O Supremo Tribunal Federal voltou a ser palco de decisões envolvendo o ex-deputado federal Daniel Silveira, preso desde fevereiro de 2023. O ministro Alexandre de Moraes homologou a redução de 113 dias na pena do parlamentar, após análise de relatórios de estudo, trabalho e leitura apresentados pela defesa.
Silveira cumpre sentença de oito anos e nove meses de prisão em regime semiaberto, resultado da condenação por ameaças ao Estado Democrático de Direito e incitação à violência contra ministros da Corte.
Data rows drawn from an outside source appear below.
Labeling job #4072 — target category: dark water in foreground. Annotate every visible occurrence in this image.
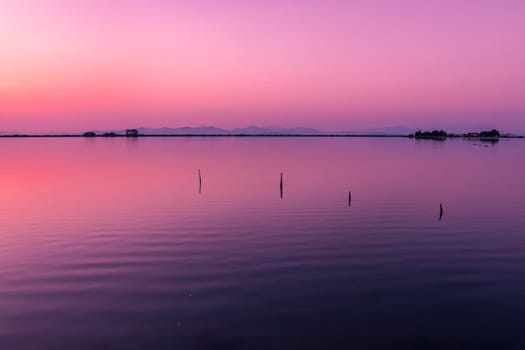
[0,138,525,350]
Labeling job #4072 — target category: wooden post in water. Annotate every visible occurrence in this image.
[199,169,202,194]
[280,173,283,199]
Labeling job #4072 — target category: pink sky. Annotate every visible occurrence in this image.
[0,0,525,132]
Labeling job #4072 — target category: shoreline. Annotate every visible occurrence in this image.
[0,134,525,141]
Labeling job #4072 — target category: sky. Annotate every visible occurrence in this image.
[0,0,525,132]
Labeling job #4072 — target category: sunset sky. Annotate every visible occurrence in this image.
[0,0,525,132]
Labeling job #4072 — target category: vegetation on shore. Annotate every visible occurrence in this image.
[408,129,520,141]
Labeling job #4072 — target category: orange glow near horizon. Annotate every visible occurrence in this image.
[0,0,525,131]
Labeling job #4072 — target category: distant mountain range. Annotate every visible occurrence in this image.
[104,126,415,135]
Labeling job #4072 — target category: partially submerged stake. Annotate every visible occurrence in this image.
[280,173,283,199]
[199,169,202,194]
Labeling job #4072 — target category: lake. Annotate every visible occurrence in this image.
[0,137,525,350]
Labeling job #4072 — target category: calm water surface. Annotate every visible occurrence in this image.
[0,138,525,350]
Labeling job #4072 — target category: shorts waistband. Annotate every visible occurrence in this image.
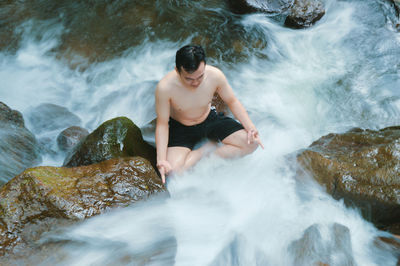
[169,108,217,127]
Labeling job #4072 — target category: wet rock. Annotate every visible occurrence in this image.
[373,234,400,265]
[64,117,156,167]
[0,102,41,185]
[297,127,400,233]
[288,223,355,266]
[209,234,270,266]
[229,0,294,14]
[64,117,156,168]
[57,126,89,152]
[0,102,25,127]
[0,157,165,254]
[27,103,81,134]
[285,0,325,29]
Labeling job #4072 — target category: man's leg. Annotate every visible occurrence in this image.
[215,129,258,158]
[167,142,217,173]
[167,146,191,173]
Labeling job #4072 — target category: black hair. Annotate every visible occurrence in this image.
[175,45,206,73]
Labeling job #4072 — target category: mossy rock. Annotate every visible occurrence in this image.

Apesar da gravidade do caso, a legislação permite a chamada “remição de pena”, mecanismo que garante abatimento da condenação quando o preso participa de atividades educativas e laborais.
No caso do ex-deputado, foram reconhecidos 15 dias pela conclusão de cursos que somaram 420 horas, entre eles “Fundamentação da Educação” e “Contabilidade Escolar”. Também foram contabilizados 30 dias em razão de trabalhos internos exercidos na Colônia Agrícola de Magé, no Rio de Janeiro, entre março e julho deste ano. A maior parte da redução, no entanto, veio pela leitura: 48 dias foram abatidos graças à análise comprovada de clássicos da literatura como Crime e Castigo, O Príncipe, 1984 e A Revolução dos Bichos.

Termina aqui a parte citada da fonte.